All the skaters were making me nervous. If you’ve never skated before I suggest that you avoid the skating rink in Central Park. You are forced to skate as defensively as a cab driver navigating Manhattan at rush hour. I had to dodge groups of 13 year old girls linking arms and then falling over like dominoes, girls in baby phat jackets and gold hoop earring skating in the opposite direction, members of the Asian mafia pushing around the crowd to find the punk who knocked over their friend. I suddenly turned into Andrew Dice Clay on the ice. “Get the F#%^&!! outta my way you F&$%#2! piece of S*!%!!!!” I apologize to all the little kids who were skating that day. I didn’t mean to curse at you. But you really shouldn’t have cut me like that.

Richard coaxed me to stop acting like an old lady and skate faster and kept trying to hold my hand so that I wouldn’t fall over. “I don’t need you to hold my hand!” I insisted. So while he was doing laps and I was still trying to get around the rink, he yelled at me and said, “Will you at least look up and enjoy the view?”

I looked up. I was so busy trying not to fall and get run over by a pack of 16 year old boys that I failed to see where I was. I was skating on bright, white ice and surrounded by a canvas of black sky with the twinkling lights of the New York skyline. When I look at New York, I feel like I’m staring at the face of someone I just fell in love with. You’re giddy and excited and feel like you will never, ever get tired of looking at that face.

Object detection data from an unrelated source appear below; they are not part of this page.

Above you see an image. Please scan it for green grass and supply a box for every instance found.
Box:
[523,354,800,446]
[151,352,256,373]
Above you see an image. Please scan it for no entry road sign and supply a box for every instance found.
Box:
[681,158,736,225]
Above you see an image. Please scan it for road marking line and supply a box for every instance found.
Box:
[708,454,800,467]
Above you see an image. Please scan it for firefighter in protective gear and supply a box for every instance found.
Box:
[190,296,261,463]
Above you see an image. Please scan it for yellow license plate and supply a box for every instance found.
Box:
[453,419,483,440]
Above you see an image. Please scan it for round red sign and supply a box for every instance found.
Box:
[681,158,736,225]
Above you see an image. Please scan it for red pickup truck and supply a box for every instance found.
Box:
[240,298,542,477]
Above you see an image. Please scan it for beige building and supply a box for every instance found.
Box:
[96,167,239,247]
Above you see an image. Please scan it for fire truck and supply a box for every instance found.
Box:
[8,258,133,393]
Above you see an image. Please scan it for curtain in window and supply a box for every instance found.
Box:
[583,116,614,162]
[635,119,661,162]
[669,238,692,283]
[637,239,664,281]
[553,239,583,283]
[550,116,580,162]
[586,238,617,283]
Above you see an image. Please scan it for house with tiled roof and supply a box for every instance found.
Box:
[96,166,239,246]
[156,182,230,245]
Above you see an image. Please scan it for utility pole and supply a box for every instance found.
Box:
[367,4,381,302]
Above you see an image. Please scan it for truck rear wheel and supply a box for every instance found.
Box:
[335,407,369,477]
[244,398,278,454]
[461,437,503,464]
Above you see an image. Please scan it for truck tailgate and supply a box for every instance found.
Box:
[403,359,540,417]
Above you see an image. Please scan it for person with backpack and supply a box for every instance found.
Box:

I finally started to relax. I started to skate offensively instead of defensively. “Outta my way bitches!!!! That means you too, Grandma!!!!!”

I started to skate. Fast. Gliding like I were Apollo Ono. There is nothing more freeing that being out in the open and moving as fast as you can. Who cares if you fall? I was amazed at how the minute I stopped being scared of falling that I could just skate with more tenacity. At one point, Richard came over again and tried to hold my hand. “I’m fine! I don’t need you to hold my hand!”

Then I skated past him. I was alone. I should also mention that the best part of the whole skating experience is the music. All cheesy pop Justin Timberlake and 80s crap that you know you love. At that moment, Boston’s “More Than a Feeling” started blaring and I skated faster and faster and with my hands in the air, I started singing along to the chorus. And not just singing but top of your lungs, chanting, really singing, “MORE THAN A FEELIIIIIIING” And of course I didn’t know the rest of the words so I just kinda went “NA NA NA NA NA WOAAAAAAAAAH MORE THAN A FEELIIIIIING.”

I didn’t care if I was ruining the romantic experience for all the couples or shattering the ear drums of the elderly skaters. For the first time in a really long time I was really happy. I was with my friends. I was in New York. And I was flying on ice. Still looking like an elephant. But flying nonetheless.

See, I told you I don’t need no hand holding.